Mercifully, the alert in Hawaii was sent in error — a false alarm. But here on the West Coast as well, we have reason to worry. No one wants to see the unimaginable horror of a nuclear bombardment anywhere, but by dint of geography, the West Coast is a more realistic target for North Korea to attack than anywhere else on the mainland.

If that's not cheerful enough for you, consider this: While the chances of nuclear war may be higher now than at any point since the collapse of the Soviet Union, the chances of a major earthquake in the Pacific Northwest are 100 percent, according to geologists. It's just a matter of "when, not if."

The Cascadia subduction zone, where the Juan de Fuca tectonic plate meets the North American plate, lies only about 50 miles off the Pacific Northwest coast. Geologists believe the last time it ruptured was in 1700. Until the major quake in southcentral Alaska in 1964, that was the last time a magnitude-9 seismic event occurred in what are now the United States and Canada.
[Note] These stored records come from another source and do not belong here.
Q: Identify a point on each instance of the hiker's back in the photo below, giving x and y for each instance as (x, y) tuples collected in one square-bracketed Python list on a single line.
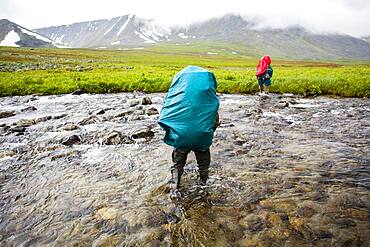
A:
[(190, 109)]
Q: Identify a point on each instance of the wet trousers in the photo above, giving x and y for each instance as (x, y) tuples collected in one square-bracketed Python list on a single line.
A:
[(203, 157)]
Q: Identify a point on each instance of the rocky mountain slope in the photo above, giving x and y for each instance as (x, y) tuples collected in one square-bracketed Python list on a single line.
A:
[(292, 42), (119, 31), (133, 31), (12, 34)]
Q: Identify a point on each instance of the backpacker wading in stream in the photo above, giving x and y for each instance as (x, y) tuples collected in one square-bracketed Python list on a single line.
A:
[(189, 117)]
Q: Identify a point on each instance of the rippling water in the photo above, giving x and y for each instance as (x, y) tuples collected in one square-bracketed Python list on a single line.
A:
[(285, 171)]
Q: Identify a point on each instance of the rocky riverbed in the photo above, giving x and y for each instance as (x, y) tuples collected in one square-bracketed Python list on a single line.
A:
[(92, 170)]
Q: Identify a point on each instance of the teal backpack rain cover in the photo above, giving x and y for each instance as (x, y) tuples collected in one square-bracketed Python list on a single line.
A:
[(189, 110)]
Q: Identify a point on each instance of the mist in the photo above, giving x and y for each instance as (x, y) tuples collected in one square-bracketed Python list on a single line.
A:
[(330, 16)]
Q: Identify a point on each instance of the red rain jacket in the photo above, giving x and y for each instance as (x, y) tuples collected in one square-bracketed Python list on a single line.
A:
[(263, 65)]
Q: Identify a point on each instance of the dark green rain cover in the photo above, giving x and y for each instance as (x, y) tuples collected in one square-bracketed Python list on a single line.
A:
[(189, 110)]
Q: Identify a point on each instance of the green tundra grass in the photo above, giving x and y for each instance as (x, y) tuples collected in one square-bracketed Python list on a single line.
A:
[(57, 71)]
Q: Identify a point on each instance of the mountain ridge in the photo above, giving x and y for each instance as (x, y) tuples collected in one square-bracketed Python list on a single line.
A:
[(129, 31)]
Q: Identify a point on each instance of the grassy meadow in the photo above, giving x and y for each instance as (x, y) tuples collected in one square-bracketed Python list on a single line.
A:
[(58, 71)]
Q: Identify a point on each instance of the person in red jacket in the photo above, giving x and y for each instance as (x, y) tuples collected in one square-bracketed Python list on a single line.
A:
[(264, 74)]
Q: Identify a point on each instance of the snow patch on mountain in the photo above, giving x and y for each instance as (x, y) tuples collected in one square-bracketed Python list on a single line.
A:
[(116, 42), (37, 36), (110, 29), (147, 40), (125, 24), (10, 39)]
The problem is that the 1700 earthquake wasn't just a one-off. The geological record suggests that about 40 such quakes have occurred over the past 10,000 years or so. Assuming a standard interval of 250 years or so, that means we're technically overdue.

But just knowing that "the Big One" is coming isn't enough to prepare us for it.
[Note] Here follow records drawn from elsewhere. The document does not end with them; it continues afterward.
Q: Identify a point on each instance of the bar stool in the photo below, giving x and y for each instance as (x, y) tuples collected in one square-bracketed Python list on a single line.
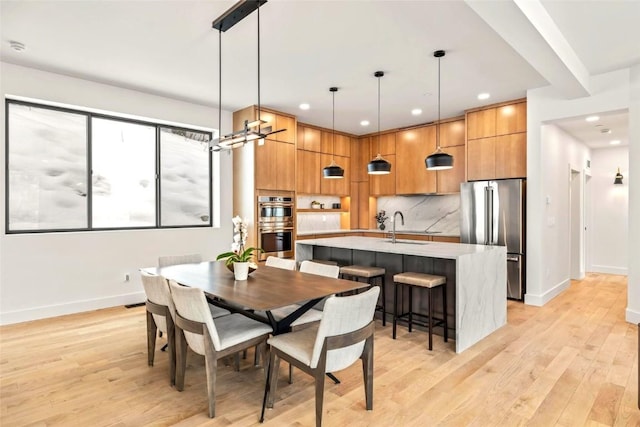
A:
[(422, 280), (370, 274)]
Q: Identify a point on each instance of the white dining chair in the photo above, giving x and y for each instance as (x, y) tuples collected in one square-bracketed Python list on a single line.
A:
[(344, 335), (212, 338)]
Here's our recommendation: Find an emergency preparedness event that you can attend sometime soon. Take heed of the advice that you hear from experts. Get ready.

There is a sense of fatalism that can overtake us when we think about a major disaster happening in our communities. It's a helpless feeling. There is nothing any of us can do to head off a devastating nuclear exchange or a massive quake. Even lesser disasters, like wildfires of the sort that raged across California last fall or a train derailment and fire like the one near Mosier in 2016, hardly feel "small" when we imagine them happening in the place we live.

But while we can't control what a reckless world leader does with his finger on the button, or the stresses on a submarine fault line, or many other forces that could lead to an emergency situation in our region, we can control what we do to respond.

Experts predict that most or all significant infrastructure in western Oregon will suffer heavy damage from a magnitude-8 or greater earthquake off the coast. Cell towers will go down, electrical infrastructure will collapse and homes will be destroyed. The devastation will be widespread, from British Columbia to Northern California. Many of our bridges will likely crumble. Many of our water lines and sewer mains will be sheared apart. Emergency management officials already predict it could be weeks or even months before basic services like power and water are restored, and likely even longer before facilities like roads, bridges and hospitals are repaired. First responders would be overwhelmed. State leaders would likely look to the federal government and the military for major assistance.

That's a dicey proposition in its own right. If there is a takeaway from the slow-motion humanitarian crisis that has unfolded across the island territories of Puerto Rico and the U.S. Virgin Islands following a direct hit by Hurricane Maria last fall, it's that unfortunately, the cavalry might not be coming.

While the emergency responders, including soldiers, that the federal government has dispatched to Puerto Rico have done an admirable job, working with locals and delivering badly needed supplies, officials in the territory have repeatedly said the scope of the disaster demands a larger response. Just to the east, Virgin Islanders complain that they have been ignored almost altogether, with the bulk of attention in the region going to their more populous neighbor. For some residents and businesses in the territories, it's been months since they were able to turn on the lights.

The point of these apocalyptic scenarios is not to keep you up at night. Rather, it's to encourage you to think about what you can do to be self-sufficient. If a major disaster strikes, you and your loved ones and neighbors are likely to end up fending for yourselves for at least a few days. Even something like a forest fire or trainwreck could lead to evacuations and force first responders to triage their time. Creature comforts could be lost, maybe for a long haul. All of this could happen to you and your family. You will have to be ready.